# itune ne donne aucune info sur mon ipad2



## maxxeuros (25 Janvier 2012)

mon ipad2 ne démarrait plus après une restauration de tous les reglages. je suis passé en mode DFU pour le restaurer ça na pa marché. 
mais a present il demarre mais il n'affiche que l'image du cable dirigé vers le logo de itune sur l'ecran. 
itune le detecte mais ne donne aucune info sur l'ipad c'est ecrit comme suit:
Nom: Ipad
Capacité: N/D
Version du logiciel: N/D
Numéro de serie: N/D 
je sais plus quoi faire.
aidez moi s'il vous plait.
merci


----------



## Cédric74 (25 Janvier 2012)

Une fois relié à Itunes, il faut peut-être cliquer (encore) sur restaurer. Un n° d'erreur va apparaître (sans doute). J'ai eu ce problème hier, et si j'ai bien compris il y a quelque chose qui entrave la liaison avec les serveurs d'itunes ce qui empêche la restauration du système de l'Ipad.

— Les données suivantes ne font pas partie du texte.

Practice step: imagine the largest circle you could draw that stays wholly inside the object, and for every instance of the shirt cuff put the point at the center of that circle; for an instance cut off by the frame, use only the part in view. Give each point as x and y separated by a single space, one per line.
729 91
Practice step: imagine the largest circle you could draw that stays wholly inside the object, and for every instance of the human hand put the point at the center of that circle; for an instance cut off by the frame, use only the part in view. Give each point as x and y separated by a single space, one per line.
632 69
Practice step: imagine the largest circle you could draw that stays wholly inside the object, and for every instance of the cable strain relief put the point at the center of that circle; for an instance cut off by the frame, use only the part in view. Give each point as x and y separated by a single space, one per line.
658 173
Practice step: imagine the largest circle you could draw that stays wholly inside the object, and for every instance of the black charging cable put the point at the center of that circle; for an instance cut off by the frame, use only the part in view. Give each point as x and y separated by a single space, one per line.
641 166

C'est le n° de l'erreur qui détermine qui bloque et la solution au problème (ça peut être un pare-feu, le jailbreak qui veut rester là...).
Je me suis servi de cette page : http://support.apple.com/kb/ts1275?viewlocale=fr_FR
Et surtout du point 4 sur les réglages de sécurité et le fichier Hosts.


----------